SI
SI
discoversearch

We've detected that you're using an ad content blocking browser plug-in or feature. Ads provide a critical source of revenue to the continued operation of Silicon Investor.  We ask that you disable ad blocking while on Silicon Investor in the best interests of our community.  If you are not using an ad blocker but are still receiving this message, make sure your browser's tracking protection is set to the 'standard' level.
Biotech / Medical : Alexion Pharmaceuticals, Inc. (ALXN) -- Ignore unavailable to you. Want to Upgrade?


To: tuck who wrote (219)8/29/2002 12:55:18 PM
From: keokalani'nui  Respond to of 824
 
Both MI trials took longer than expected. I can not explain why, but they are large and perhaps the entry criteria made it cumbersome to enroll. Surprisingly, lytic completed enrollment earlier than pci (1/15 vs. 4/08). I've heard that until recently noone thought anti-C5 would be of any use.

I'm quite sure we are near to the point PnG and alxn have the data, at a minimum for the lytic arm. Alnx says full data set will be released at AHA in Nov; clearly its preference given its experience with releasing the P2 cabg data which was poorly handled, misunderstood and clumsy. But frankly, I do not see how they can withhold top-line results if they have it simply because they prefer a scientific forum.

I will consider the results a success, first, if the drug is safe. There is a substantial trial in 900 cabg pts where the conclusion was that it is safe and well tolerated (the multi-center, intn'l p3 in 3k cabg patients commenced late last year), however, there was a dose-dependent trend (small numbers, mind you) to infections incl sepsis in p2.

I will also consider it a success if there is a trend in morbidity, especially above ckmb 5x ULN. Put another way, I will consider it a failure if there is no trend in morbidity with either dose or all doses combined. I expect the bolus-only to fail in both trials. So far you might be wondering why I have a substantial position.
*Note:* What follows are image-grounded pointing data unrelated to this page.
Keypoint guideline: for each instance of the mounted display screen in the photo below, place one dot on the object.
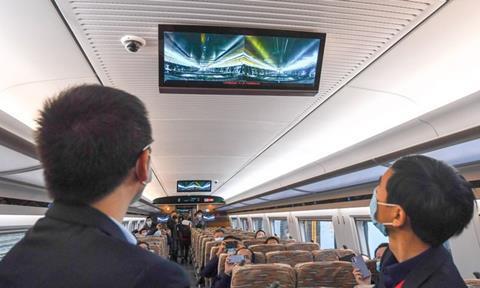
(194, 186)
(178, 200)
(198, 59)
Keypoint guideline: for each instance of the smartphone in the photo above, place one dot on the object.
(231, 246)
(236, 259)
(360, 264)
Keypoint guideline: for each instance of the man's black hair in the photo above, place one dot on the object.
(245, 248)
(438, 201)
(383, 245)
(272, 237)
(141, 242)
(219, 230)
(231, 237)
(89, 139)
(260, 230)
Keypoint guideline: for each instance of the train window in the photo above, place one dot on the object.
(134, 225)
(369, 237)
(8, 240)
(257, 224)
(235, 224)
(318, 231)
(280, 228)
(245, 225)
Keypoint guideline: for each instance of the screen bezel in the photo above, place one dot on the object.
(200, 87)
(196, 190)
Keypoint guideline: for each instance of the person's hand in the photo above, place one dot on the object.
(221, 250)
(359, 278)
(229, 267)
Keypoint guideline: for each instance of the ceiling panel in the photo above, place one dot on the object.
(238, 128)
(283, 195)
(12, 160)
(211, 138)
(32, 177)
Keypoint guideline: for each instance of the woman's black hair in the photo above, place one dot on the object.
(383, 245)
(242, 248)
(256, 233)
(272, 237)
(141, 242)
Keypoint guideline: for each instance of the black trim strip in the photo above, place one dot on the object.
(311, 203)
(21, 170)
(438, 143)
(21, 202)
(76, 40)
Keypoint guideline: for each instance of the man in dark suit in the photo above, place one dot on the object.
(94, 144)
(419, 204)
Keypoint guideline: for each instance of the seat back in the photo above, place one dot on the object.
(202, 250)
(259, 258)
(289, 257)
(221, 263)
(263, 275)
(214, 251)
(325, 255)
(250, 242)
(264, 248)
(344, 252)
(473, 283)
(327, 273)
(208, 249)
(302, 246)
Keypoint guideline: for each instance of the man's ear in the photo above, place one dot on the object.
(142, 166)
(399, 216)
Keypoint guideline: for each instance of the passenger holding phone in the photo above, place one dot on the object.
(211, 268)
(363, 279)
(242, 256)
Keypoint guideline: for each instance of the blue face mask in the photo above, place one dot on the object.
(373, 212)
(378, 265)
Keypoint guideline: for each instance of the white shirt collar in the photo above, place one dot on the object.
(128, 235)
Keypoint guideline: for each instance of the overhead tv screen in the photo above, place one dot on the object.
(196, 59)
(194, 186)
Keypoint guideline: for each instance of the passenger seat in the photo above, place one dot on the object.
(289, 257)
(263, 275)
(302, 246)
(328, 274)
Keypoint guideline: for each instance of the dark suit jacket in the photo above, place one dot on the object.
(78, 246)
(437, 271)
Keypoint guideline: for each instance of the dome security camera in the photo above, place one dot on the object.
(133, 43)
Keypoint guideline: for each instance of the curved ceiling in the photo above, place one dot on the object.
(216, 137)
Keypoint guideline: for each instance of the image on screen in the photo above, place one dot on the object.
(239, 59)
(194, 186)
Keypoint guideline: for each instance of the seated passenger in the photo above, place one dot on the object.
(149, 226)
(224, 280)
(199, 222)
(272, 240)
(218, 235)
(211, 268)
(419, 204)
(160, 230)
(379, 251)
(260, 234)
(143, 245)
(94, 146)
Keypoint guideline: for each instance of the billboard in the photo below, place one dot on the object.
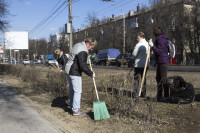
(16, 40)
(1, 49)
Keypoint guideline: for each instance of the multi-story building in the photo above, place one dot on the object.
(180, 19)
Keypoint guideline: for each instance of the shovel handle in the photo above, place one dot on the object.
(144, 72)
(93, 78)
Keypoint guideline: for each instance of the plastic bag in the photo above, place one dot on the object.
(181, 92)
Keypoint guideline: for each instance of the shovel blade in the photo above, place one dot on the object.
(100, 111)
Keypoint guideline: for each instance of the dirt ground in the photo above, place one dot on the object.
(160, 117)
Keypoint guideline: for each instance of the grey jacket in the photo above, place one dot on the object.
(77, 62)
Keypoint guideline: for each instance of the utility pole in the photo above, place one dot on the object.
(70, 22)
(124, 29)
(124, 34)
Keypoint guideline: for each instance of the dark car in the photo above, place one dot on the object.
(125, 59)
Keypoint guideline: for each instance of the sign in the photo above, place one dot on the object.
(1, 49)
(16, 40)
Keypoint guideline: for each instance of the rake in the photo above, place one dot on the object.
(100, 109)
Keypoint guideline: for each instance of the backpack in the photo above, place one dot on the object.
(171, 49)
(181, 92)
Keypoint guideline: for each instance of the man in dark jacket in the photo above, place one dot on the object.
(62, 58)
(77, 63)
(161, 50)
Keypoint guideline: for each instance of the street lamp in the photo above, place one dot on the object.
(124, 30)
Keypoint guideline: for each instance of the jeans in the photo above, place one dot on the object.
(138, 72)
(75, 90)
(161, 77)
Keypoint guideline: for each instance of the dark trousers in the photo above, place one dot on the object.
(161, 77)
(138, 72)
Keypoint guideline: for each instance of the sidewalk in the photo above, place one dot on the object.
(18, 117)
(181, 68)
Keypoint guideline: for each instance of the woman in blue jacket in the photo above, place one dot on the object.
(160, 48)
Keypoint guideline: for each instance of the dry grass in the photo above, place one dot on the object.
(116, 94)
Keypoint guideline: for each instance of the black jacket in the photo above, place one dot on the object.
(62, 60)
I do believe there is a chance bolus+ will hit--at least using morbidity EPs--in the pci group. The CKMB EPs will be low, like the cabg EPs were, but there is less likely to be raw tissue damage from surgical manipulation (which I believe overwhelmed the EPs in P2) and there is a good chance for microemboli and other ischemic consequences from the procedure which pexeli is designed to ameliorate. There has been human data (small trial with complement inh) and human pathology data (complement deposits from cadavers with MI as COD) that support my hopes for success. Nevertheless, with AMI (vs cabg) the drug is admin post-ischemia, and though most damage and complement activation occurs during reperfusion, some drug benefit that was evident in the cabg procedure will be lost in AMI.

PnG's participation in P3 is back-loaded, and it can pull out based on P2 results and not have spent a dime in P3. This was made clear to me by another SIer--thank you. THIS would be the worst consequence for the stock price--not that alxn doesn't have the $$ to finish P3, it has more than enough--for obvious reasons.

The market expects nothing from the trial and clearly thinks the drug won't work, long term. Ultimately, however, the P3 EPs are four-square with statistically significant results in 300 cabg patients. After the FDA accepted the company's EP definitions, the stock price showed strength against almost all indices. 30 days later it fell apart again and as you noticed, has languished.

BTW, that pexeli 'abstract' is useless and has at least one prominent mistake. Alxn licensed the sca technology from Enzon, not the Mab.

Wilder



To: tuck who wrote (219)8/29/2002 1:28:13 PM
From: keokalani'nui  Read Replies (1) | Respond to of 824
 
As for RA, there is not much value attached to this program, but there is clearly therapeutic activity in certain patients. "Certain" patients is a scary notion. It may involve testing for serum complement activity, and no one really knows what percentage of RA patients this represents. Nor does anyone know if this group might also include anti-tnf failures. I haven't given up, but there is some intelligent clinical design work to be done here.

More interesting will be the MN results. This trial has also taken too long, troublingly so since this is clearly a complement-implicated disease--whether too much or too little WTFK. I can not longer articlulate my enthusiasm for this indication, but it sure seems likely that inhibiting the membrane attack complex would have value in the autoimmune destruction of the kidney, especially in later stages. Expecting results this year.

I hope, therefore I invest.

Would love to hear negative opinions from others.